Sep 30, 2005 23:04
this is a stream-of-consciouness. so bare with it if you're gonna read it at all.
#1) rule in life, there is no time for you to put yourself down, there will always be somebody to do that for you, why not believe in yourself and go someone and not hold back.
#2)i went to a liquor store today, and picked up stuff, how fucking amusing are most of you, not to say really annoying, but you're still pretty entertaining. i like these social experiments, seriously. so the game was entertaining too, don't really remember, don't really care. i like how im getting more and more assertive with people, and how im making it more and more obvious when im opposed to you.
oh yea, by the way; its a huge compliment if i actually like you. seriously, its a huge compliment.
it means i dont think you're
-entirely self-serving
-conceited
-think you're too "cool" for people
-too uptight
-more that i can't think of/dont want to right now.
dude everyone entertains the hell out of me.

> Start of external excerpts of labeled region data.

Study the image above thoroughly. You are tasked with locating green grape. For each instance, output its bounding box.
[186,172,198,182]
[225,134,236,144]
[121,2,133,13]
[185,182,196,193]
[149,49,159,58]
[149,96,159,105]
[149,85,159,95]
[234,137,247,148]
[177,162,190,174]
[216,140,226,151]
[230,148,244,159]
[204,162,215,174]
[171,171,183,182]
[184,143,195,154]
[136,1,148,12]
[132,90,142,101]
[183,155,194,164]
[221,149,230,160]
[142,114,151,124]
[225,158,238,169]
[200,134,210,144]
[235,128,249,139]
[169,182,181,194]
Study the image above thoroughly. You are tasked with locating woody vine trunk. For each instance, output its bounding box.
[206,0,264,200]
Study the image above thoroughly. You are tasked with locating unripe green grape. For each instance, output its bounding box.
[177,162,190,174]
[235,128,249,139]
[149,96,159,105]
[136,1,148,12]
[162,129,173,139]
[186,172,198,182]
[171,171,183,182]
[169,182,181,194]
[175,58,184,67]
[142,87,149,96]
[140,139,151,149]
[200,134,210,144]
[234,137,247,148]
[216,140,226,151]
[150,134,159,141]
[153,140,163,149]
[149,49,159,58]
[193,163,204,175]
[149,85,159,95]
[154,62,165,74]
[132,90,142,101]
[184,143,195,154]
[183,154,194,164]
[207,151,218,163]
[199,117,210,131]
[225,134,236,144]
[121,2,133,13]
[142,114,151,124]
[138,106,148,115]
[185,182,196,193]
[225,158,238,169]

i'm getting pretty conceited, can't help it, don't really want to either,
and its not even like how you think i mean, just thinking i'm "above" those who believe they are
"above" other people. thats not being hypocritcal, its enacting some karma.

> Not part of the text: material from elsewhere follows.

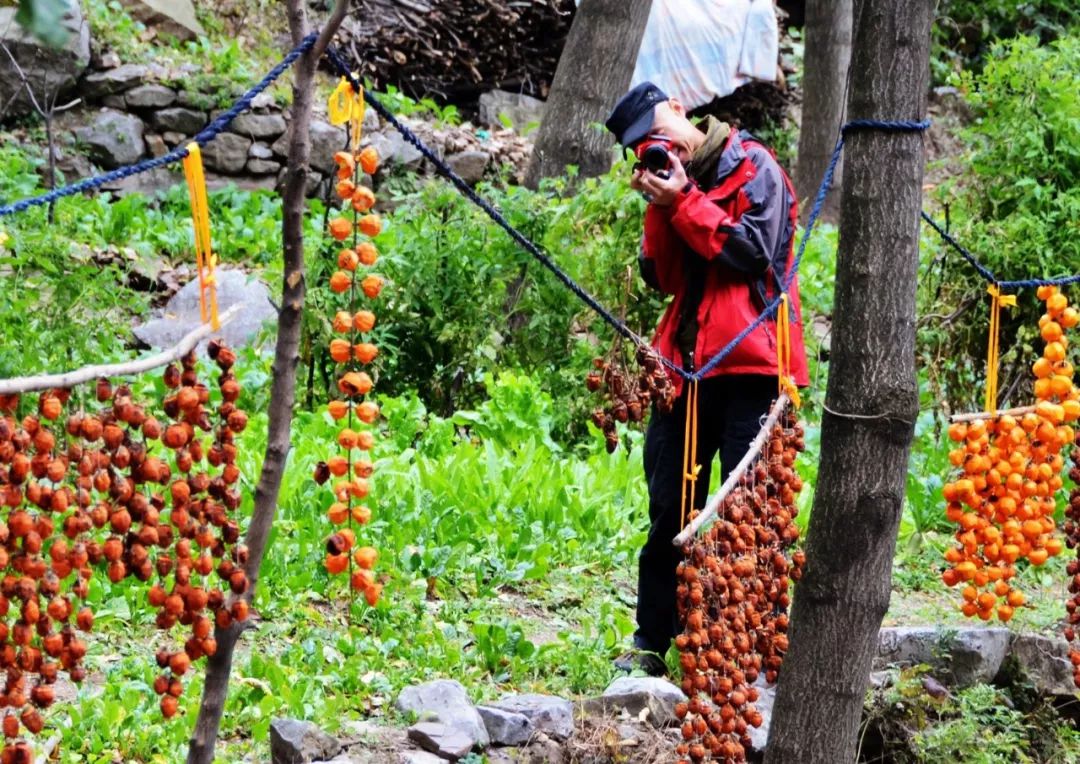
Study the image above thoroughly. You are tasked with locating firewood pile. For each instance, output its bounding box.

but the more i think about it, what the hell have i gotten out of being humble for the past years of my whole life. the more i think about it, nothing. its the annoying and self-appointing people that get anything. im not gonan miss out. i'll kill you if you get in my way, in a way you won't even realize. so basically, concerning girls, im too good for you, because you all think you're too good for me, because im not all over the place, which i will be happy about in years to come when stds are all over the place and everyone really finds out how quick some of these things like hiv are going around. im not paranoid, its true. what you do now, comes back to you later, its true, all the time. karma.

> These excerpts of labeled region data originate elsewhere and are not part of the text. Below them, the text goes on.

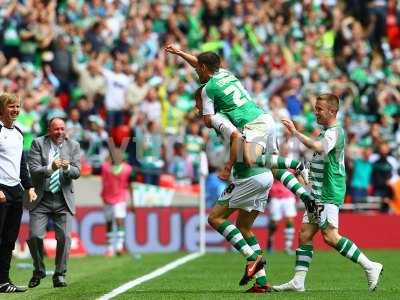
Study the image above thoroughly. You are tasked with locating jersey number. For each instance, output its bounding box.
[224,83,250,107]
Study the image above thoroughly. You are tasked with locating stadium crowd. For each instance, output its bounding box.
[0,0,400,211]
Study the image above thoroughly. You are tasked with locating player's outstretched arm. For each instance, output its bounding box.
[164,44,197,68]
[282,118,324,153]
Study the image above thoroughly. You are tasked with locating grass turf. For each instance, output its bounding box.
[6,250,400,300]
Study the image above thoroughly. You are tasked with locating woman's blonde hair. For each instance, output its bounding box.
[0,93,19,115]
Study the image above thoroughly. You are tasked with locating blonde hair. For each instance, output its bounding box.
[317,93,339,112]
[0,93,20,115]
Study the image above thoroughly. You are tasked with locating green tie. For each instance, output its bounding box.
[50,149,61,194]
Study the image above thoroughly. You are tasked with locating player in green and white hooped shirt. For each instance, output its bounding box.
[165,45,314,291]
[175,46,315,213]
[273,94,383,292]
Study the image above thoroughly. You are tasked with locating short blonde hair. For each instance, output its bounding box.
[0,93,20,115]
[317,93,340,112]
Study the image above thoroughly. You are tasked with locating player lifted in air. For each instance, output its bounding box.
[165,45,315,292]
[273,94,383,292]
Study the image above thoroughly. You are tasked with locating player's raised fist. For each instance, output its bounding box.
[164,44,181,54]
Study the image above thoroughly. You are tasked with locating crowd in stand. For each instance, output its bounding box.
[0,0,400,210]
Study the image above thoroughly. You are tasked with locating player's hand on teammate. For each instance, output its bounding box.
[282,118,297,134]
[164,44,181,54]
[28,187,37,202]
[218,165,232,181]
[0,191,7,203]
[51,159,62,171]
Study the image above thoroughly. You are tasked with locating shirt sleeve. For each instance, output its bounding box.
[321,128,338,154]
[201,86,215,116]
[211,113,238,141]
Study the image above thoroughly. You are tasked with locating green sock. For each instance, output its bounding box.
[246,235,268,286]
[283,223,295,251]
[336,237,361,263]
[275,169,312,202]
[257,154,301,170]
[293,245,314,287]
[217,220,257,260]
[295,245,314,272]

like i feel as though my "heart" is hardening over as the days pass, or icing over.
there's a huge difference. ice melts to nothing, stone splinters.
im happy with myself, seriously, really happy.
i know im a good person, and i know i have decent qualities, and i know i don't have everything going for me, but i have a few things, and in comparison to alot of these other losers girls date, thats alot more than them. so offically going on that status. dont worry about it.